657-P: Potential Effect of a Novel Combination of GLP-1RA (efpeglenatide) and Long-Acting Glucagon Analog (HM15136) in Animal Models of Metabolic Disorders

Abstract

In addition to glycemic control, GLP-1RA efficacy is established in obesity. However, more efforts are still required to close efficacy gap with bariatric surgery. Recent studies demonstrate the favorable effect of glucagon (GCG) receptor activation on energy expenditure and hepatic lipid metabolism. So, combination of GCG with GLP-1RA not only enhances body weight loss (BWL) barely achieved by current therapy, but also expands its therapeutic utility to various metabolic disorders. Previously, we confirmed the long-acting GCG properties of HM15136 from animal to human.
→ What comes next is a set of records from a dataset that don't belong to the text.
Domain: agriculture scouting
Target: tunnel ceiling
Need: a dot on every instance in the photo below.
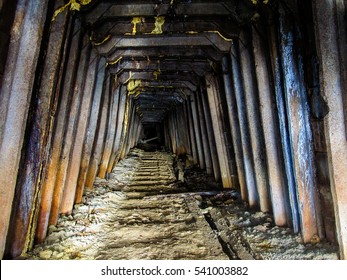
(159, 50)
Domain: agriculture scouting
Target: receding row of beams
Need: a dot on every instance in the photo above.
(236, 10)
(269, 154)
(247, 121)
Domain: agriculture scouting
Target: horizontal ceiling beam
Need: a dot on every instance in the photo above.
(206, 39)
(106, 10)
(189, 77)
(197, 67)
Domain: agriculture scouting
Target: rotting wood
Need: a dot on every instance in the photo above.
(234, 126)
(255, 128)
(77, 147)
(91, 131)
(16, 93)
(269, 124)
(23, 222)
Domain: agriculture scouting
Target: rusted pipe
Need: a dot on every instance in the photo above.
(270, 127)
(253, 115)
(73, 43)
(91, 131)
(234, 126)
(225, 169)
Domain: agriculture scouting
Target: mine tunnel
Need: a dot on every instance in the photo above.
(250, 94)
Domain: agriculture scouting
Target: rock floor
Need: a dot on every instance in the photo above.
(143, 212)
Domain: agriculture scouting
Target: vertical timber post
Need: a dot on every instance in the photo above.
(300, 131)
(212, 92)
(16, 92)
(91, 131)
(234, 126)
(77, 148)
(253, 198)
(331, 42)
(197, 131)
(210, 136)
(207, 151)
(269, 123)
(256, 132)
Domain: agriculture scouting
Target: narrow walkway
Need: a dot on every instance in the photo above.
(136, 214)
(143, 212)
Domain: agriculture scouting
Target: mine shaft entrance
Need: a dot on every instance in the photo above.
(153, 135)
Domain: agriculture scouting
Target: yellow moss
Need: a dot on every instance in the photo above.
(103, 41)
(75, 5)
(133, 85)
(135, 21)
(159, 22)
(115, 61)
(255, 2)
(156, 74)
(211, 31)
(220, 35)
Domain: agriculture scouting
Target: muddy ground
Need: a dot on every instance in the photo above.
(143, 212)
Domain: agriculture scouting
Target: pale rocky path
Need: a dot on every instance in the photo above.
(136, 214)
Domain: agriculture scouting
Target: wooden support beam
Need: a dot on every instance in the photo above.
(253, 197)
(204, 139)
(16, 92)
(91, 131)
(111, 132)
(87, 91)
(299, 127)
(99, 141)
(197, 67)
(119, 130)
(253, 115)
(24, 210)
(70, 132)
(234, 126)
(210, 135)
(197, 132)
(206, 39)
(214, 105)
(68, 72)
(192, 133)
(331, 41)
(293, 210)
(270, 127)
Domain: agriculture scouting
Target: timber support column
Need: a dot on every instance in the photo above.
(234, 126)
(253, 114)
(91, 131)
(15, 99)
(271, 129)
(291, 193)
(204, 138)
(119, 129)
(24, 212)
(77, 148)
(210, 136)
(332, 43)
(197, 131)
(68, 72)
(191, 133)
(111, 130)
(299, 126)
(99, 141)
(212, 94)
(70, 133)
(253, 198)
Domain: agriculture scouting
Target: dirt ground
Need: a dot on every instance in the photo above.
(143, 212)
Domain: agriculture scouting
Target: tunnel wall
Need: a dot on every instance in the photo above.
(268, 120)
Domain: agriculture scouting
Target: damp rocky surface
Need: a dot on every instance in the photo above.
(143, 212)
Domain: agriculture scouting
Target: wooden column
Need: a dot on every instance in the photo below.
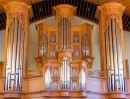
(112, 44)
(16, 42)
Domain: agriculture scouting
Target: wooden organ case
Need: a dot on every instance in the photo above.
(64, 53)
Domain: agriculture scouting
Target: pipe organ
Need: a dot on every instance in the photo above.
(15, 47)
(15, 50)
(64, 51)
(111, 36)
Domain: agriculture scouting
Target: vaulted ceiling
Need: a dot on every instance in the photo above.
(85, 9)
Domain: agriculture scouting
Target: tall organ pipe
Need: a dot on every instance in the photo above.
(113, 47)
(15, 51)
(64, 33)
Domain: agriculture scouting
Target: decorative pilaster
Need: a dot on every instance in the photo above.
(16, 44)
(112, 44)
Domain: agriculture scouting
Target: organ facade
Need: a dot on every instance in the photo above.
(64, 51)
(64, 56)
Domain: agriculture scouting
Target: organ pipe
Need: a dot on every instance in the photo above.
(64, 34)
(113, 47)
(15, 51)
(65, 74)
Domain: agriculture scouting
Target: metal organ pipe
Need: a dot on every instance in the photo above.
(15, 48)
(64, 33)
(113, 47)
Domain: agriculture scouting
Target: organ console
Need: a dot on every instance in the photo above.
(64, 51)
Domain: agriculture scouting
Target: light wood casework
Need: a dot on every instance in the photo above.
(64, 52)
(112, 45)
(16, 47)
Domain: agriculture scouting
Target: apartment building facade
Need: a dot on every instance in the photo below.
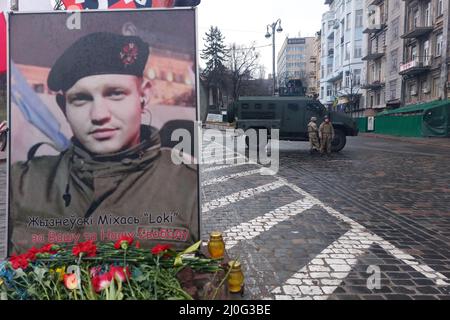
(341, 64)
(425, 52)
(315, 61)
(294, 62)
(383, 52)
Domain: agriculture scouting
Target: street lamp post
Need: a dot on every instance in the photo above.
(271, 28)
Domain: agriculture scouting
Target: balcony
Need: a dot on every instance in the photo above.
(373, 56)
(416, 66)
(374, 28)
(336, 77)
(374, 85)
(376, 2)
(417, 32)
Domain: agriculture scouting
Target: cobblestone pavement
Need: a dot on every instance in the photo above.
(323, 228)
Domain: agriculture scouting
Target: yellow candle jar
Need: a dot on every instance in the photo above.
(216, 246)
(235, 277)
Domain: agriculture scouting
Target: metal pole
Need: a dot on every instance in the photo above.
(273, 61)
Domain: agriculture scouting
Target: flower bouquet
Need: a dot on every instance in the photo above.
(102, 271)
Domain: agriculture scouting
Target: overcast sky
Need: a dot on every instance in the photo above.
(244, 21)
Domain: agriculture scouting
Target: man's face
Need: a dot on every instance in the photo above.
(104, 112)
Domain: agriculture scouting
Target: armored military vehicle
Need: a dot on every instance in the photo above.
(291, 115)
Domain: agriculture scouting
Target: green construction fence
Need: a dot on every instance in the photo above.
(430, 119)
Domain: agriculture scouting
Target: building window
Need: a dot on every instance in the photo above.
(393, 89)
(358, 49)
(357, 77)
(428, 15)
(416, 18)
(39, 88)
(377, 99)
(426, 53)
(395, 30)
(394, 61)
(347, 79)
(359, 18)
(347, 51)
(440, 7)
(435, 88)
(439, 45)
(329, 92)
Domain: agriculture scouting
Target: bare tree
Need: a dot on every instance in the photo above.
(243, 65)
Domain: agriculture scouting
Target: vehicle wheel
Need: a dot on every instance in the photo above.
(339, 140)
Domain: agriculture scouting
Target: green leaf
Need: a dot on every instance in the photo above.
(40, 273)
(178, 261)
(191, 249)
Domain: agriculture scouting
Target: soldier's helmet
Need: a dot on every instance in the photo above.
(98, 54)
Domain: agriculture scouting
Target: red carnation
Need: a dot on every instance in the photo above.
(31, 254)
(160, 248)
(49, 248)
(124, 242)
(118, 273)
(101, 282)
(19, 261)
(88, 248)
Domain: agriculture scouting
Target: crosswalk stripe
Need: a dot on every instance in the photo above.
(241, 195)
(253, 228)
(229, 177)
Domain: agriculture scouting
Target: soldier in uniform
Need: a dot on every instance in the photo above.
(115, 178)
(313, 133)
(326, 135)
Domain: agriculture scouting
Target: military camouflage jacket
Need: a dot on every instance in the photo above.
(77, 196)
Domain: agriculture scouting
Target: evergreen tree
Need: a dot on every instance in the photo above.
(215, 54)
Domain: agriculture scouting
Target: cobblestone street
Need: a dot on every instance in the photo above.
(321, 228)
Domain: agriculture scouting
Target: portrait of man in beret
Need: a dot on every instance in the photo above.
(114, 178)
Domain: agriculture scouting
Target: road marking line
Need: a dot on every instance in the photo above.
(229, 177)
(241, 195)
(323, 274)
(227, 161)
(255, 227)
(211, 169)
(355, 243)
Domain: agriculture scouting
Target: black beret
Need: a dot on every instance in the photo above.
(98, 53)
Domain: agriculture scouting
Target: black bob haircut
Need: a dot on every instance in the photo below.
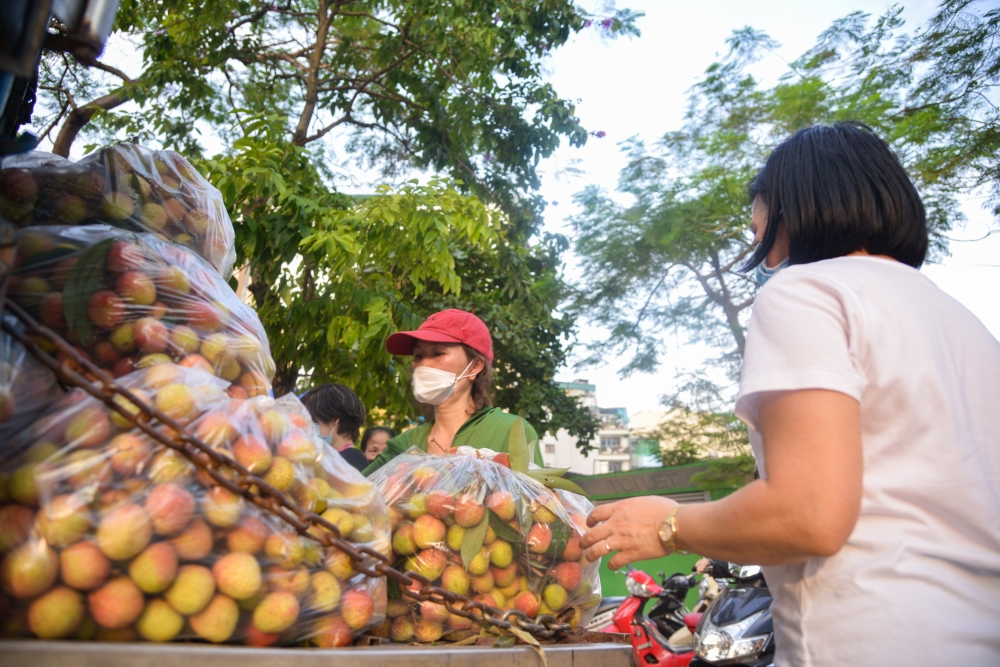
(839, 189)
(330, 402)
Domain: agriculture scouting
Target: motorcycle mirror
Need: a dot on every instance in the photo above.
(743, 571)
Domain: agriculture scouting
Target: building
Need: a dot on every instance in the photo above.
(612, 448)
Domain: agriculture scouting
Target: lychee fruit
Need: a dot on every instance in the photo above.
(526, 602)
(439, 504)
(325, 592)
(155, 568)
(276, 612)
(124, 532)
(248, 537)
(428, 531)
(331, 632)
(56, 614)
(64, 520)
(217, 621)
(502, 504)
(192, 589)
(83, 567)
(554, 597)
(468, 511)
(483, 583)
(116, 604)
(170, 508)
(402, 629)
(195, 542)
(572, 552)
(252, 453)
(29, 570)
(159, 621)
(539, 538)
(237, 575)
(222, 507)
(501, 553)
(455, 580)
(357, 608)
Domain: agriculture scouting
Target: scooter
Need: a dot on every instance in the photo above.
(737, 629)
(664, 637)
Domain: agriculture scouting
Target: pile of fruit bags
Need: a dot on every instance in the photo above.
(126, 186)
(107, 534)
(475, 527)
(128, 300)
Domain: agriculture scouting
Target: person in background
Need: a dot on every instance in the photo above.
(452, 379)
(871, 399)
(339, 415)
(373, 441)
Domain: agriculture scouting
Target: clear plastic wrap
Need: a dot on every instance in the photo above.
(106, 534)
(476, 527)
(126, 186)
(27, 388)
(128, 300)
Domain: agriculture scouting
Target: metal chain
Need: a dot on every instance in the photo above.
(76, 371)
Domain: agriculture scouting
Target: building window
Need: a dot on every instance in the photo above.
(611, 445)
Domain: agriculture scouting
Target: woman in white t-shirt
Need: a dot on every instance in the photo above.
(872, 401)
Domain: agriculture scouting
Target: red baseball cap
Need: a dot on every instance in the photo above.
(448, 326)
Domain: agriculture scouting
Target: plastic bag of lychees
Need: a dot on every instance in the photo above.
(126, 186)
(27, 388)
(477, 528)
(128, 300)
(107, 534)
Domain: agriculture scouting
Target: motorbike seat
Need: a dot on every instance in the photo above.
(692, 620)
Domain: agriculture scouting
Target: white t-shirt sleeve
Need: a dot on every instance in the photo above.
(804, 333)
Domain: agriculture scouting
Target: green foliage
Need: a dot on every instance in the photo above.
(452, 88)
(726, 473)
(670, 261)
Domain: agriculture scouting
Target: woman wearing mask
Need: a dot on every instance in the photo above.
(870, 397)
(339, 415)
(452, 375)
(373, 441)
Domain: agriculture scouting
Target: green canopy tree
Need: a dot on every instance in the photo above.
(670, 260)
(449, 88)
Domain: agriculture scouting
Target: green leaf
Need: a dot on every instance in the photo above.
(560, 538)
(84, 281)
(554, 482)
(505, 531)
(517, 447)
(472, 541)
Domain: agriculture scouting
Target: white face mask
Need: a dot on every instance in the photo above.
(433, 386)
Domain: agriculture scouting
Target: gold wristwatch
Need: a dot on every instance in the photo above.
(668, 531)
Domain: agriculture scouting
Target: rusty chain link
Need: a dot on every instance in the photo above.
(76, 371)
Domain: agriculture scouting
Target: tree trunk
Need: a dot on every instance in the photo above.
(79, 117)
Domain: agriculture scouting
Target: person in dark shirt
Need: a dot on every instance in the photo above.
(339, 415)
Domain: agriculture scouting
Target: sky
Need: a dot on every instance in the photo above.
(637, 87)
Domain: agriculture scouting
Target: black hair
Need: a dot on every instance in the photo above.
(372, 430)
(839, 189)
(330, 402)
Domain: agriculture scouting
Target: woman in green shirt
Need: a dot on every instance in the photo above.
(452, 373)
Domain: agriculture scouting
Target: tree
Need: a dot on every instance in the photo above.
(671, 260)
(453, 88)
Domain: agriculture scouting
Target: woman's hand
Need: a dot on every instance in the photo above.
(630, 527)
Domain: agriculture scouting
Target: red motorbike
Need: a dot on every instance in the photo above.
(665, 636)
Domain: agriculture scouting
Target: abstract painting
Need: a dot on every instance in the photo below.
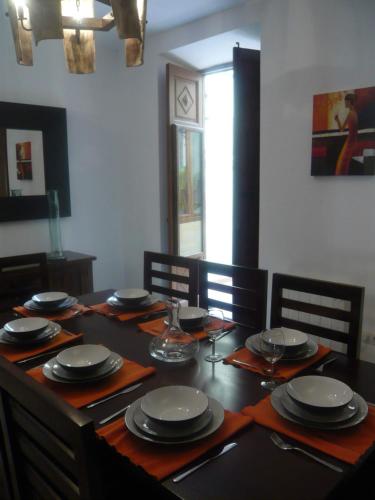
(343, 139)
(24, 164)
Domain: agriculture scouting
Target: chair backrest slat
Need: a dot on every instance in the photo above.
(349, 317)
(37, 486)
(46, 441)
(50, 442)
(178, 276)
(245, 290)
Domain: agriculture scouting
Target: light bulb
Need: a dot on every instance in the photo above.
(20, 4)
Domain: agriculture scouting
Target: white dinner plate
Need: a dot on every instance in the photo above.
(190, 314)
(114, 302)
(84, 357)
(293, 339)
(276, 401)
(340, 415)
(252, 343)
(113, 361)
(46, 335)
(49, 299)
(214, 424)
(26, 327)
(174, 403)
(319, 392)
(67, 304)
(131, 296)
(157, 429)
(49, 373)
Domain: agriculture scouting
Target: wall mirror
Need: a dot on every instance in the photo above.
(33, 159)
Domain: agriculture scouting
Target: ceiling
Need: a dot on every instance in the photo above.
(216, 50)
(166, 14)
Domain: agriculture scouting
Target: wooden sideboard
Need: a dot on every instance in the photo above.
(73, 274)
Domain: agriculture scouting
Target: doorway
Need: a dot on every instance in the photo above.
(218, 161)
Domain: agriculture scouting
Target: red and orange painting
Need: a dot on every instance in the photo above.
(343, 141)
(24, 164)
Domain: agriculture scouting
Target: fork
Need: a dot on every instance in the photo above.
(278, 441)
(239, 362)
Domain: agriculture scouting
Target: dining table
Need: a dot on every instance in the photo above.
(256, 468)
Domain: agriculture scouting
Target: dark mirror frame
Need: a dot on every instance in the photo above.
(52, 123)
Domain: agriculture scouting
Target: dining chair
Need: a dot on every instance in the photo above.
(238, 290)
(171, 275)
(20, 277)
(322, 308)
(50, 448)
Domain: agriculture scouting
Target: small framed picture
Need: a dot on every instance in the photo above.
(343, 138)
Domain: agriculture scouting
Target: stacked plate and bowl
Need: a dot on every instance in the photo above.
(131, 299)
(319, 402)
(28, 331)
(82, 363)
(174, 415)
(49, 302)
(298, 345)
(192, 318)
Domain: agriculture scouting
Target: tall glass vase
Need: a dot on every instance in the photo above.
(54, 225)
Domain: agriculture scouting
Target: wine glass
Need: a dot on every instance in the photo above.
(214, 326)
(272, 348)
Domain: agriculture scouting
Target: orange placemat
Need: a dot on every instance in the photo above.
(157, 327)
(76, 310)
(14, 354)
(346, 444)
(79, 395)
(160, 460)
(284, 370)
(111, 312)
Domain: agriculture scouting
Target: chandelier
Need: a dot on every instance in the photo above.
(73, 21)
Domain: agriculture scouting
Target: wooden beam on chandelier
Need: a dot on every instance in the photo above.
(45, 20)
(105, 23)
(22, 38)
(79, 46)
(134, 47)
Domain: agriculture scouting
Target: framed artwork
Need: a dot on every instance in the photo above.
(24, 165)
(343, 138)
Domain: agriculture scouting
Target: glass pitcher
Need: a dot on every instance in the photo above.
(174, 345)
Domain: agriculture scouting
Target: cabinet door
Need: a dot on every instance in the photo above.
(74, 279)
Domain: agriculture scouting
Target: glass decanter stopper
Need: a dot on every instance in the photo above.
(174, 345)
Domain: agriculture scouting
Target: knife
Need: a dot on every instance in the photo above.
(222, 334)
(226, 448)
(116, 414)
(124, 391)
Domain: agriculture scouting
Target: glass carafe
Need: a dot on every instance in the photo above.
(174, 345)
(54, 225)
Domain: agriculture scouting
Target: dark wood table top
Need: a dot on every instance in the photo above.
(256, 468)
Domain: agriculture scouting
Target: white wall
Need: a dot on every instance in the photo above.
(318, 227)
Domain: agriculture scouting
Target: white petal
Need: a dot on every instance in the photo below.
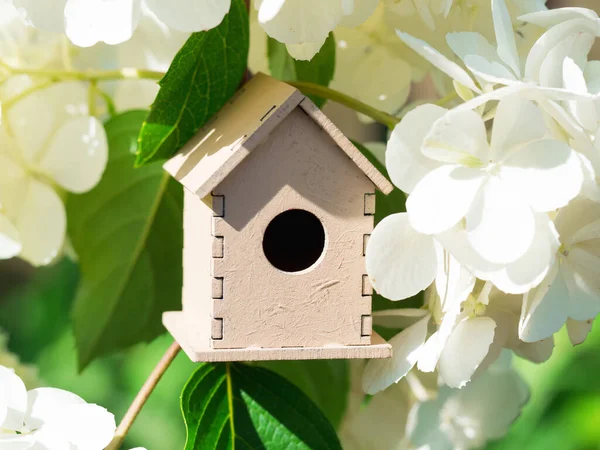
(443, 197)
(465, 349)
(10, 244)
(88, 22)
(453, 282)
(544, 308)
(16, 441)
(458, 137)
(438, 60)
(45, 15)
(490, 71)
(585, 110)
(41, 223)
(398, 318)
(582, 277)
(43, 404)
(547, 173)
(304, 51)
(537, 352)
(13, 400)
(404, 160)
(400, 262)
(44, 111)
(467, 43)
(192, 15)
(298, 22)
(578, 330)
(84, 426)
(549, 40)
(406, 347)
(547, 19)
(517, 122)
(505, 36)
(77, 155)
(361, 10)
(499, 225)
(528, 271)
(268, 9)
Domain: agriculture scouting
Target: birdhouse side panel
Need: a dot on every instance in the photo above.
(297, 214)
(197, 278)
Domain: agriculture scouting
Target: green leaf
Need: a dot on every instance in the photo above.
(318, 70)
(33, 315)
(128, 233)
(325, 382)
(236, 406)
(203, 76)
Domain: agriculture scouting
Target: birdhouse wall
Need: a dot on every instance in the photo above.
(299, 166)
(197, 279)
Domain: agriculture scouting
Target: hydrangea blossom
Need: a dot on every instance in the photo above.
(87, 22)
(49, 418)
(48, 145)
(303, 25)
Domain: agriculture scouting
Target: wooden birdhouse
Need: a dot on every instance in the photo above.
(278, 209)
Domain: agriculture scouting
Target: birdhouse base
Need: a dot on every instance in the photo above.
(183, 331)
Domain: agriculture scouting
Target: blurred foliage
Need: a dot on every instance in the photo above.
(563, 413)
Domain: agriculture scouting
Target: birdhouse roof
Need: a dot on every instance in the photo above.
(245, 122)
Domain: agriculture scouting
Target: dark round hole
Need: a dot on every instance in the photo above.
(294, 240)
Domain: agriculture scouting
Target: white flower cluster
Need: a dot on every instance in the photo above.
(48, 418)
(503, 214)
(421, 412)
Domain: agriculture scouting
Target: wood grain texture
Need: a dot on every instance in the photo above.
(263, 306)
(181, 328)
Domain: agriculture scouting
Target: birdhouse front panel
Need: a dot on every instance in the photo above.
(296, 216)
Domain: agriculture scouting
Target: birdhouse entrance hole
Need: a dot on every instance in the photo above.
(294, 240)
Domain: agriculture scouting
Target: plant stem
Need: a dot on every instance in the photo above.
(336, 96)
(143, 395)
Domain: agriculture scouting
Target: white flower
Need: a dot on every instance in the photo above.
(370, 64)
(494, 191)
(48, 418)
(571, 290)
(303, 25)
(468, 418)
(48, 143)
(87, 22)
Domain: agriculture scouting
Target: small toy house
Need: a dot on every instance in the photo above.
(278, 209)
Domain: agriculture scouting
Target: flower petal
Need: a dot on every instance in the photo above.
(465, 349)
(505, 36)
(77, 155)
(48, 16)
(83, 425)
(41, 223)
(192, 15)
(404, 160)
(458, 137)
(16, 441)
(438, 60)
(536, 352)
(517, 122)
(544, 308)
(547, 173)
(578, 330)
(43, 404)
(13, 400)
(406, 346)
(88, 22)
(499, 225)
(400, 262)
(443, 197)
(398, 318)
(10, 244)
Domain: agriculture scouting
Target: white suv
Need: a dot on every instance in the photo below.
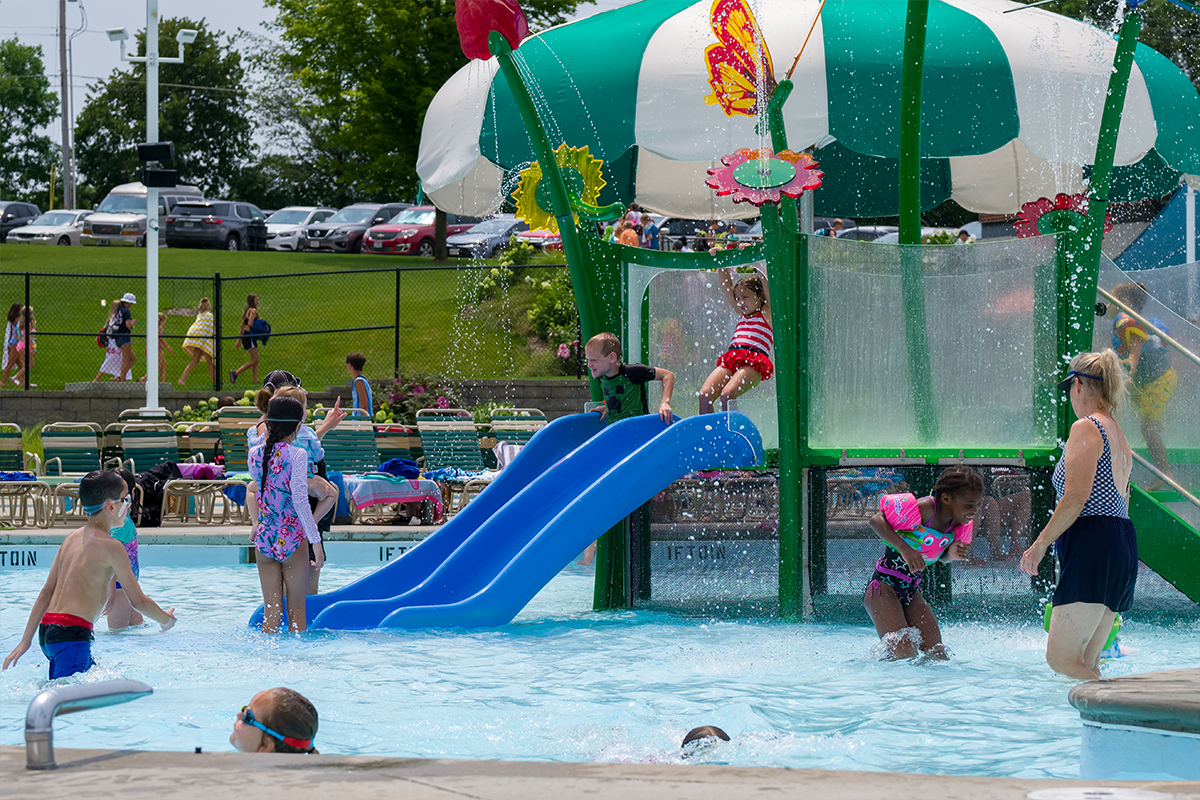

In addition, GLP-1 class effect of efpeglenatide (Efpe), once-weekly GLP-1RA, was confirmed in clinical studies. Thus, to develop a novel combination therapy, we investigated potential effects of Efpe and HM15136 combination in animal models of metabolic disorders. In DIO mice, 4 weeks treatment of Efpe and HM15136 combination (COMBO) showed more BWL than Efpe mono treatment. Of note, greater BWL was also confirmed for COMBO treatment compared to acylated GLP-1/GIP co-agonist (-18.5, -55.9, -44.9% vs. vehicle for Efpe, COMBO, GLP-1/GIP). Similar results were observed when measuring fat mass (-19.5%, -83.8%, -77.2% vs. vehicle for Efpe, COMBO, GLP-1/GIP) and blood lipid profiles (total cholesterol: -41.8%, -82.0%, -63.2% vs. vehicle for Efpe, COMBO, GLP-1/GIP) in DIO mice. To further demonstrate benefits of this novel COMBO, additional study was performed in DIO/STZ rats, and COMBO treatment consistently showed more BWL than Efpe (-5.1, -12.1% vs. vehicle for Efpe, COMBO) along with numerically more HbA1c reduction (-1.0, -1.5% vs. vehicle for Efpe, COMBO). Therefore, HM15136 might be a novel COMBO partner for Efpe, providing enhanced BWL and favorable metabolic profiles. These results warrants further evaluation for therapeutic potential of this novel COMBO in various metabolic disorders including dyslipidemia and NASH. Disclosure J. Lee: Employee; Self; Hanmi Pharmaceutical. J. Kim: Employee; Self; Hanmi Pharmaceutical. S. Lee: Employee; Self; Hanmi Pharmaceutical. J. Choi: Employee; Self; Hanmi Pharmaceutical. E. Park: Employee; Self; Hanmi Pharmaceutical. D. Kim: Employee; Self; Hanmi Pharmaceutical. S. Bae: Employee; Self; Hanmi Pharmaceutical. S. Lee: Employee; Self; Hanmi Pharmaceutical. I. Choi: Employee; Self; Hanmi Pharmaceutical.